I posted a few images on Facebook to see what my friends thought. One friend immediately shared the shot of Shudu and then Rihanna’s Fenty Beauty brand reposted it. My life changed overnight.
Until that point Shudu was a piece of artwork as far as I was concerned, and now suddenly she was turning into a fully-fledged model. The WWD team wanted to include Shudu in a desert shoot. It was the world’s first 3D editorial.
The team cast and styled her, as they would do with any other model, but they sent her clothes to a New York photography agency who digitized them. The images were then forwarded to me, and I worked on them in my shed.
I was still learning at that point and I wasn’t sure if I could deliver what they had asked for, but it worked. If we would have wanted to do this in real life we would have had to fly to the desert. From the sustainability angle it was powerful.
Shudu was now part of the real world and I needed to make her fit. As she started out as a piece of artwork, her proportions were inspired by fashion illustrations, now she has real world measurements.
The models started to gain traction. My friend and I talked about launching an agency. We rendered models throughout the night and within 24 hours we had the company name, a website, and seven models.
I moved out of the shed after 18 months and now have a state-of-the-art studio. My days are still kind of bizarre. When the pandemic hit in March 2020, enquiries went through the roof as brands searched for alternative ways to create fashion shoots. I might wake in the middle of the day and work till 5 a.m..

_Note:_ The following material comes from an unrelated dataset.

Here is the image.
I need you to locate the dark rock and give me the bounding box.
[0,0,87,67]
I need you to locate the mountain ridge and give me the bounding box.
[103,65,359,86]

I often work on Los Angeles time as we now have a digital team in the US, who work on our B2B side. As the fashion world is trying to be more sustainable, they are choosing to showcase their collections on virtual avatars, rather than pack trunks of samples and send them around the globe.
There were avatars available before, but the brands have asked us to create bespoke models for them. I act as the creative director,as well as overseeing the editorial and advertising campaigns for Shudu and our six other supermodels who are working every week.
When I’m not chatting to the US team or giving talks via Zoom, I am busy creating digital artwork. At the moment, we are currently working on different catwalk animations and yesterday I spent the day working on Shudu’s make-up.
While our model rates are comparable to the rates of real-life models, each shoot has a different fee as we are also involved with production. It also depends how digitally advanced the brand is to what we have to do for them. It can take between two to three weeks to create an editorial story so these are extra fees that need to be factored in.
Our models have also now turned into personalities. Some have their own Instagram accounts, and Shudu has her own voice. Critics rightly pointed out that a white guy couldn’t be behind a Black woman, so we did a shout-out on social media for a woman who could become the voice of Shudu. Writer Ama Badu creates Shudu’s Instagram posts and is her voice in interviews. Ama also acts as advisor for Shudu’s character.
The Diigitals also works with real models. Not every company can supply us with digital images of their clothes, so we’ve partnered with models and we turn them into Shudu.
They do the pose and we drop her in over the top of them. We also digitize the models as themselves for other projects.
The virtual modelling space has changed dramatically. It has now reached the point of being established and brands are looking to invest in this in the long term. We are about to launch a virtual clothing collection, which we will showcase on a virtual catwalk and sell to fans of avatars.
I can see a lot of fashion brands using gamification and you’ll see more branded clothing appearing through games like Fortnite. Thanks to the sustainability, brands are already embracing the virtual modelling world. I think it’s going to grow exponentially.